A YouGov conducted earlier this week and published on Sunday revealed that the Tories are enjoying a 21-point lead over Labour on 44 per cent vote share to 23 per cent.
Similarly a poll for The Independent by ComRes released at the weekend found 46 per cent of voters would pick the Tories – compared with just 25 per cent for Labour, 11 per cent for the Liberal Democrats and 9 per cent for scandal-hit Ukip.
One seat projection by political blogger Iain Whiteley, based on these polls, sees the Tories winning another 69 seats on top of their 17-seat majority with Labour set to lose 70.
The Liberal Democrats could see an increase of two more MPs on top of the two they have gained in by-election victories in recent months.
When it comes to who the UK public think should be the next Prime Minister, a whopping 55 per cent favour Ms May staying in No 10 Downing Street compared with just 18 per cent who would prefer Mr Corbyn.
Ms May announced she would introduce a bill to the House of Commons calling for an election as she had “reluctantly” concluded it was the only way to heal the divisions in Westminster.
She said: “The country is coming together, but Westminster is not.
“In recent weeks Labour has threatened to vote against the deal we reach with the European Union.
“The Liberal Democrats have said they want to grind the business of government to a standstill.
“The Scottish National Party say they will vote against the legislation that formally repeals Britain's membership of the European Union.
“And unelected members of the House of Lords have vowed to fight us every step of the way.”
Brexit and a possible second Scottish independence referendum will be two of the core issues fought over in the next six weeks.
The Labour Party is struggling to regain a foothold in Scotland after all but one of its MPs were wiped out in 2015, but it has been hamstrung over the differing messages of the Westminster and Scottish leadership.
Scottish Labour leader Kezia Dugdale has repeatedly rejected any calls for a new Scottish referendum, but Mr Corbyn said he would be “absolutely fine” with it.
Meanwhile, the Lib Dems will be looking to hoover up any pro-EU Labour voters outraged by Mr Corbyn’s lacklustre support for the Remain campaign and subsequent support for Brexit.
Despite the party losing 49 out of 57 MPs just two years ago, its leader Tim Farron was bullish about its chances.
He said this election was a chance for “to change the direction of [the] country”.
“If you want to avoid a disastrous hard Brexit.
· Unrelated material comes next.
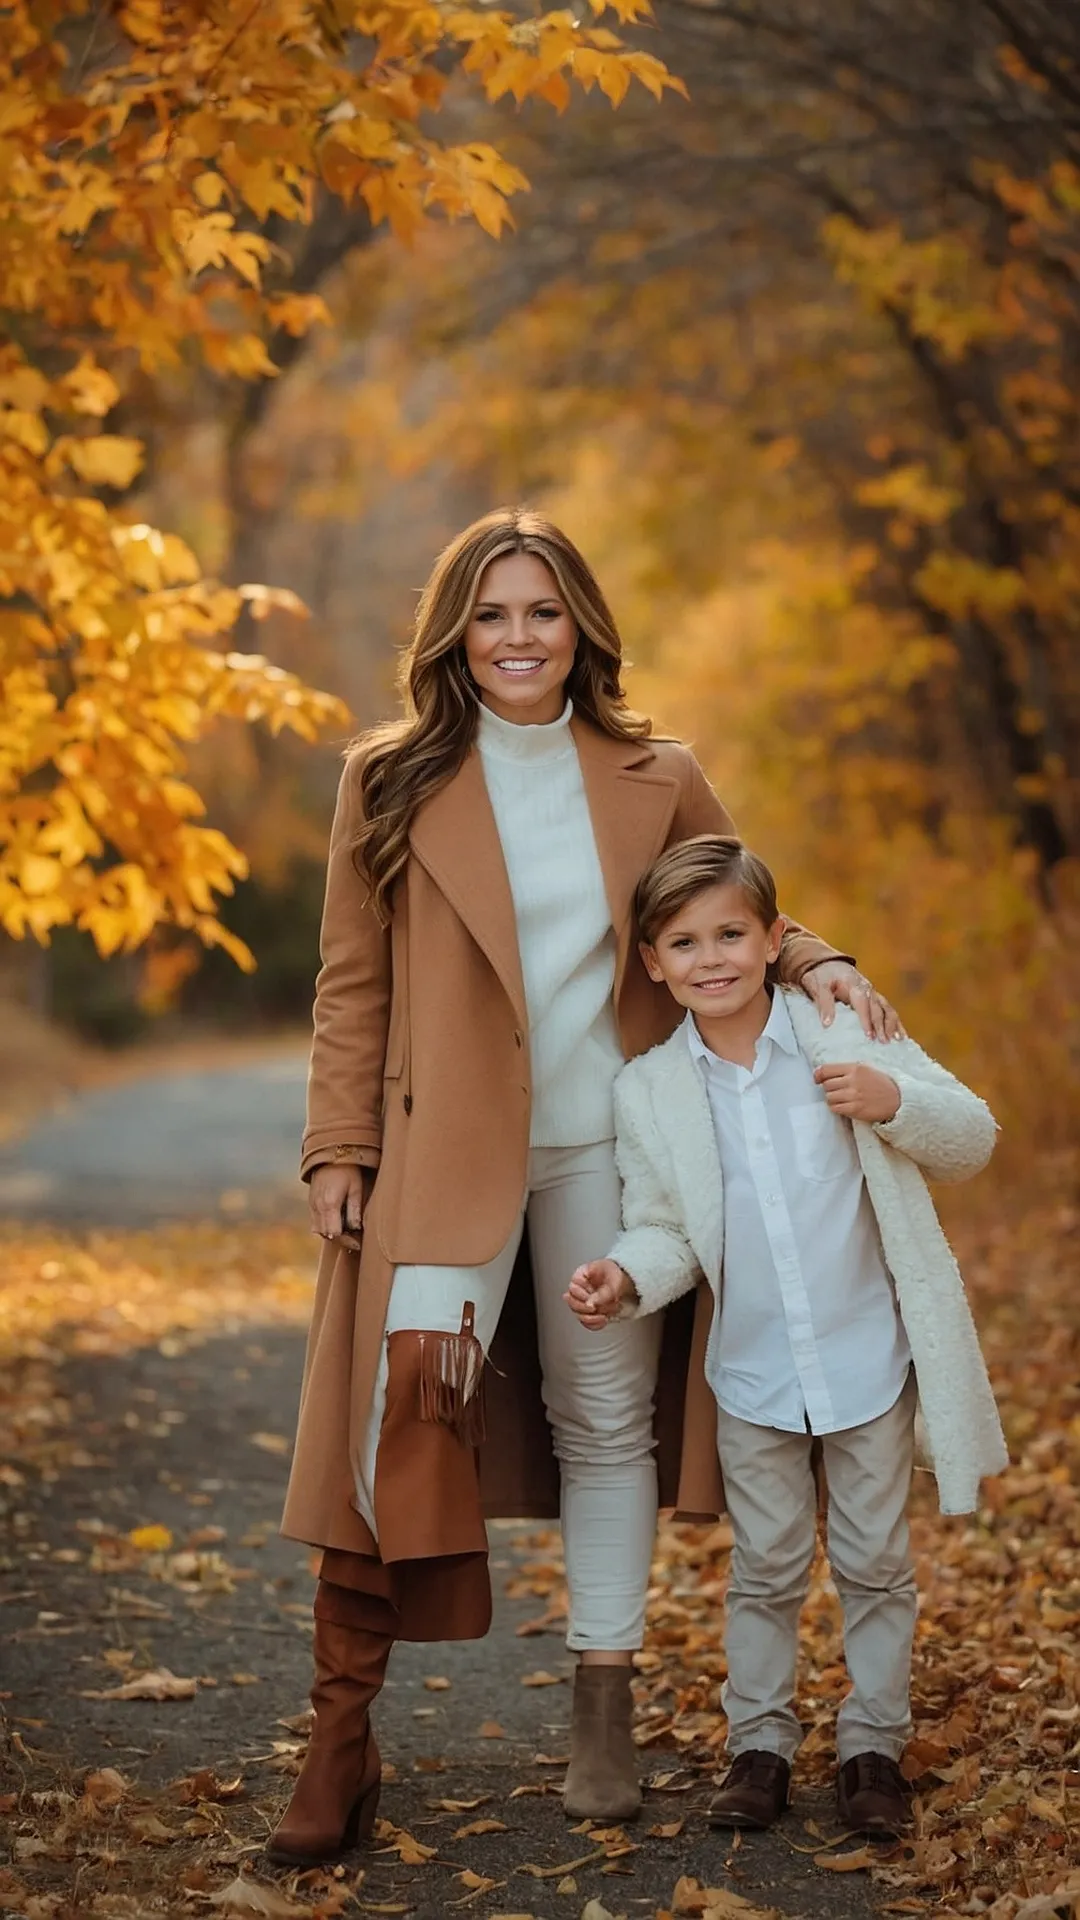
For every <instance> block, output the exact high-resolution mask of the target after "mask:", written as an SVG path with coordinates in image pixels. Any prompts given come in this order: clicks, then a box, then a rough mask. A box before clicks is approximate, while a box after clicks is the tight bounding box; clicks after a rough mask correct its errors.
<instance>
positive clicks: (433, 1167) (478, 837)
mask: <svg viewBox="0 0 1080 1920" xmlns="http://www.w3.org/2000/svg"><path fill="white" fill-rule="evenodd" d="M571 724H573V735H575V743H577V751H578V758H580V770H582V780H584V791H586V797H588V806H590V814H592V826H594V833H596V847H598V854H600V864H601V870H603V879H605V887H607V899H609V902H611V924H613V927H615V933H617V964H615V1010H617V1020H619V1035H621V1041H623V1050H625V1054H626V1058H634V1056H636V1054H642V1052H646V1050H648V1048H650V1046H655V1044H657V1043H659V1041H663V1039H667V1035H669V1033H671V1031H673V1025H675V1021H676V1020H678V1008H676V1006H675V1002H673V1000H671V996H669V995H667V989H665V987H655V985H653V983H651V981H650V977H648V973H646V970H644V966H642V962H640V956H638V950H636V941H634V935H632V893H634V885H636V881H638V877H640V874H642V872H644V868H646V866H648V864H650V860H653V858H655V856H657V854H659V852H661V851H663V849H665V847H671V845H675V843H676V841H682V839H686V837H690V835H694V833H730V831H734V828H732V822H730V818H728V814H726V810H724V808H723V804H721V801H719V799H717V795H715V793H713V789H711V787H709V781H707V780H705V776H703V772H701V768H700V766H698V762H696V758H694V755H692V753H690V751H688V749H686V747H680V745H676V743H675V741H661V739H655V741H651V739H644V741H623V739H613V737H609V735H607V733H601V732H600V730H598V728H594V726H592V724H590V722H586V720H582V718H578V716H575V720H573V722H571ZM359 822H361V795H359V762H357V760H356V758H352V760H348V764H346V768H344V774H342V783H340V793H338V806H336V814H334V826H332V833H331V856H329V874H327V900H325V912H323V935H321V954H323V968H321V973H319V981H317V991H315V1041H313V1052H311V1073H309V1089H307V1129H306V1135H304V1152H302V1173H304V1175H309V1173H311V1169H313V1167H315V1165H319V1164H323V1162H329V1160H334V1148H344V1146H350V1148H354V1150H356V1152H354V1154H352V1156H350V1158H352V1160H357V1162H359V1164H361V1165H365V1167H369V1169H377V1177H375V1187H373V1192H371V1198H369V1204H367V1213H365V1229H363V1252H361V1254H350V1252H346V1250H342V1248H338V1246H331V1244H329V1246H325V1248H323V1254H321V1261H319V1279H317V1294H315V1309H313V1319H311V1332H309V1340H307V1361H306V1371H304V1386H302V1404H300V1423H298V1436H296V1453H294V1461H292V1475H290V1484H288V1496H286V1507H284V1519H282V1532H284V1534H288V1536H290V1538H296V1540H306V1542H311V1544H315V1546H323V1548H342V1549H346V1551H354V1553H371V1551H373V1540H371V1534H369V1530H367V1526H365V1524H363V1521H361V1517H359V1515H357V1511H356V1507H354V1471H352V1459H354V1457H356V1455H357V1452H359V1444H361V1440H363V1432H365V1425H367V1415H369V1407H371V1398H373V1388H375V1375H377V1365H379V1354H380V1344H382V1338H384V1321H386V1306H388V1298H390V1284H392V1279H394V1267H396V1265H400V1263H413V1261H415V1263H436V1265H479V1263H482V1261H488V1260H492V1258H494V1256H496V1254H498V1252H500V1248H502V1246H505V1242H507V1238H509V1235H511V1229H513V1225H515V1219H517V1212H519V1208H521V1196H523V1192H525V1183H527V1162H528V1116H530V1083H528V1071H530V1069H528V1039H527V1008H525V987H523V977H521V960H519V950H517V931H515V916H513V900H511V893H509V879H507V872H505V864H503V854H502V845H500V837H498V831H496V822H494V814H492V808H490V803H488V793H486V785H484V776H482V766H480V756H479V753H477V749H473V751H471V753H469V756H467V758H465V762H463V766H461V770H459V772H457V774H455V776H454V780H450V781H448V785H446V787H444V789H442V791H440V793H436V795H434V799H430V801H429V803H427V804H425V806H423V808H421V810H419V812H417V816H415V820H413V826H411V835H409V839H411V858H409V862H407V868H405V874H404V877H402V879H400V881H398V887H396V895H394V912H392V925H390V927H388V929H384V927H380V925H379V922H377V918H375V912H373V908H371V904H369V899H367V883H365V879H363V874H361V872H357V866H356V864H354V851H352V849H354V843H356V833H357V826H359ZM830 954H832V948H828V947H824V945H822V943H821V941H819V939H817V937H815V935H811V933H805V931H803V929H801V927H792V929H790V931H788V933H786V935H784V948H782V956H780V972H782V977H784V979H786V981H790V983H798V981H799V979H801V973H803V972H805V968H807V966H811V964H813V962H817V960H822V958H826V956H830ZM527 1265H528V1261H527V1252H523V1256H521V1260H519V1271H517V1273H515V1279H513V1283H511V1290H509V1298H507V1306H505V1309H503V1317H502V1323H500V1331H498V1336H496V1342H494V1346H492V1352H490V1367H488V1440H486V1444H484V1448H482V1450H480V1494H482V1507H484V1511H486V1513H488V1515H515V1517H542V1519H548V1517H555V1515H557V1511H559V1482H557V1467H555V1459H553V1453H552V1444H550V1432H548V1423H546V1417H544V1405H542V1398H540V1365H538V1357H536V1325H534V1313H532V1288H530V1283H528V1271H527ZM686 1306H688V1311H686V1309H684V1311H682V1313H680V1311H678V1309H673V1313H671V1315H669V1329H667V1336H665V1357H663V1363H661V1386H659V1392H657V1442H659V1467H661V1500H663V1501H665V1503H669V1505H671V1503H675V1501H676V1488H678V1478H680V1455H682V1427H684V1417H682V1415H684V1392H686V1375H688V1363H690V1342H692V1323H694V1311H692V1306H690V1304H686ZM709 1306H711V1302H705V1306H703V1309H701V1311H700V1313H698V1329H696V1336H698V1344H700V1346H701V1342H703V1336H705V1332H707V1311H705V1308H709ZM700 1388H701V1390H703V1392H705V1394H707V1388H705V1382H703V1377H701V1380H700ZM694 1427H696V1430H700V1428H701V1427H703V1423H701V1421H696V1423H694ZM698 1444H707V1442H705V1440H703V1434H701V1438H700V1440H698ZM713 1452H715V1440H713ZM421 1461H423V1448H419V1450H417V1475H419V1473H423V1465H421ZM682 1465H686V1463H682ZM696 1478H700V1475H696V1473H694V1471H692V1473H690V1480H696ZM709 1478H711V1476H709ZM413 1496H415V1498H413ZM465 1507H469V1503H467V1501H465V1503H463V1505H461V1503H459V1501H452V1500H446V1501H442V1503H440V1501H438V1500H432V1498H430V1488H423V1490H421V1488H419V1486H417V1488H413V1486H402V1484H396V1486H394V1496H392V1498H386V1500H384V1503H382V1505H380V1509H379V1513H380V1521H379V1526H380V1532H379V1551H380V1555H382V1559H384V1561H386V1563H394V1561H413V1559H421V1557H430V1555H455V1553H477V1551H482V1548H484V1540H482V1530H480V1532H479V1521H477V1513H475V1511H473V1513H469V1511H465Z"/></svg>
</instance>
If you want to keep Britain in the single market. If you want a Britain that is open, tolerant and united, this is your chance”, he explained. “Only the Liberal Democrats can prevent a Conservative majority.”
Internal polling by the Tories earlier this month suggested the party could lose up to 27 seats to the resurgent Lib Dems, including all their 2015 gains in south London and the south-west of England.
The party has made a second referendum on the terms of the Brexit deal a key part of its sell to the British people.
A poll conducted for The Mirror in February found that Remain would win if the referendum was held again.
It found 13.5 per cent of people who voted for Leave would now switch to Remain, compared with 9.3 per cent of those who voted Remain who would now choose Leave.